What is churning?
Churning is signing up for financial services, typically bank accounts, brokerage accounts, credit cards and so forth, in a way that exploits their offers. In some cases you just hit signup bonuses and then cancel, in others you make good use of loopholes in their rewards points system, it varies. The point is you're in it for the rewards, not the actual service itself.
Where can I find out more about churning?
Testimonial (brag post)
I've been playing with the hobby for about 18 months now and have made about $10,000 doing so. Here's a rough breakdown of what I did.
Amex credit cards signup bonuses for minimum spends
100,000 points Amex Plat
2* 60,000 points Amex Plat Schwab
75,000 points Amex Gold
5,000 points self referral
Total: 300,000 points
Cashout method: Using the Schwab Amex Plat card to convert points into a Schwab brokerage account at $0.0125/point.
Amex credit card benefits
$1,600 travel credits ($200 per Plat, per calendar year, reseting on Jan 1st so you can hit it twice in your first 12 months of holding the card, $100 per Gold)

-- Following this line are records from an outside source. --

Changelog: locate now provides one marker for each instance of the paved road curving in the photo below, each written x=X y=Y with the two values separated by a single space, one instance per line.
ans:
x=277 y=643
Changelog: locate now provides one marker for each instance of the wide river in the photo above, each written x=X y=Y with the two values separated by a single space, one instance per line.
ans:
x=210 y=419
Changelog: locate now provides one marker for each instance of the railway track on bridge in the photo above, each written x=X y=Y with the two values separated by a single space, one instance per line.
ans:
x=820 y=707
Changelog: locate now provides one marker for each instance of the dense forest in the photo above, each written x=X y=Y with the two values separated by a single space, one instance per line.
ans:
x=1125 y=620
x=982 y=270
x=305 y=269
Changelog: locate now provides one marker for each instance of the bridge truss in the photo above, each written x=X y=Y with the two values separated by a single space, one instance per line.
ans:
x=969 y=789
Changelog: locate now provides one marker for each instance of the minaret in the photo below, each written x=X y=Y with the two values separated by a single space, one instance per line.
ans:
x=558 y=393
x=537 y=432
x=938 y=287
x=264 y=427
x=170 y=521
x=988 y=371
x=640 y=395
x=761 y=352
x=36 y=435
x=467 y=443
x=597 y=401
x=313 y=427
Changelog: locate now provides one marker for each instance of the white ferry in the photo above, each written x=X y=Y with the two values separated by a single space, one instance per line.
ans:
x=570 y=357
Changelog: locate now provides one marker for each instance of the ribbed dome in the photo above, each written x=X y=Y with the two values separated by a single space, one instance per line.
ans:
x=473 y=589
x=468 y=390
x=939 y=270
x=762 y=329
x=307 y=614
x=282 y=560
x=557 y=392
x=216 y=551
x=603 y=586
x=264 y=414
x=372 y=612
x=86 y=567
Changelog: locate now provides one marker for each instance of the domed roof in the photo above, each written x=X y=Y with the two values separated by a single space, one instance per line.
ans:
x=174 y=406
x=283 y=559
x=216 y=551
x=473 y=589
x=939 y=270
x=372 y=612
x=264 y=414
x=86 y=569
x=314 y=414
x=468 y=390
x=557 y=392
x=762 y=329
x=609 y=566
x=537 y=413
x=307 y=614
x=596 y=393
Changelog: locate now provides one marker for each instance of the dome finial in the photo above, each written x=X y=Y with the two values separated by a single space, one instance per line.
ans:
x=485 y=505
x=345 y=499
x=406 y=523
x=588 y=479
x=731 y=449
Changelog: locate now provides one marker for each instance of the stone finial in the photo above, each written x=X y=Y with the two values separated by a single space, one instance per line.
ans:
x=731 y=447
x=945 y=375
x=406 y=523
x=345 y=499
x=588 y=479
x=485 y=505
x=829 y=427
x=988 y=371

2* Global Entry valued at $100 each
Cashout method: Applied as statement credits so literal cash payouts.
Amex Delta cobranded cards for Delta travel points
2* 70,000 Amex Delta Plat
2* 60,000 Amex Delta Gold
Total: 260,000 Delta points
Cashout method: 4 return trip flights across the Atlantic to go back to the UK.
2*$100 Schwab account signup bonuses just for opening the accounts (needed these for the Amex points cashout)
2*$250 Wells Fargo checking account bonuses (open account, make 10 debit card transactions, get $250)
$200 Bank of America credit card signup bonus
2*$200 BMO Harris checking account bonus
$150 another checking account I actually use
$450 Amex Travelite cobranded card
Cashout method: They literally give you cash.
25,000 points Chase Freedom
70,000 points Chase Sapphire
Total: 95,000 points
Cashout method: Convert to United skymiles, buy a transatlantic flight, alternatively I could have cashed out for $950
Value: ~$1,300 (no cheap flights at the time)
There are a half dozen others but this covers the main ones. Also some of the cards had fees which haven't been listed but probably collectively add up to about $1,500 across all of them.
Doesn't this ruin your credit score?
Not really. I wouldn't do it if I was planning to buy a house in the next two years but basically, no. Credit score is composed of number of credit lines (more = better), different types of credit (more = better), payment history (this should always be 100%), average age of account (older = better), number of recent credit pulls (lower = better) and utilization percent (lower = better). Churning lowers average age of account and increases the number of credit pulls but also reduces utilization and increases the number of credit lines. You might see small short term decreases in your credit score but for some cards I've also seen increases. Either way it's all short term, after a year the hard pulls drop off and cancelling cards removes them from impacting the average age of account. As long as you're keeping that perfect payment history you're fine.
A high credit score allows you to trade short term reductions in the credit score for money. That's the purpose of the score to you, you want it because it gives you money, money in lower interest rates, in better offers, in this kind of shit. If you refuse to ever use your credit score then it'll get very high but you'll never actually get anything. Whereas if you churn it down from 800 to 750 every now and then for an easy $2,000 and then wait 6 months for it to go back to 800 then you'll never hit 830, but you will have $2,000.
Is this difficult?
Depends on how dumb you are. If you can't manage to pay bills on time then yeah, don't do this. If you can manage things like autopay and keep track of multiple accounts (Mint makes life easy) then it's super easy. I hit most minimum spends just by buying prepaid Visa gift cards and converting them to money orders which I just deposit. Takes a few hours to get a $1,000 or so in points. For checking account bonuses I just reroute my paycheck when needed to meet the bank's direct deposit requirements. All it takes to manage is a spreadsheet, I write down what I open, what the conditions are, what the payout is and then I check when I meet the conditions and check again when they payout. Also I'm not especially good at this, I just muddled my way through doing whatever seemed worth it whenever I saw it. There are some serious churners out there who make this look super small. If I can do this, you can.
So that's churning. Not for everyone but if you're
2) Not an idiot
3) Capable of paying bills on time
4) Not already valuing your time above $200/hr
it's totally worth it to pick up the hobby in your free time.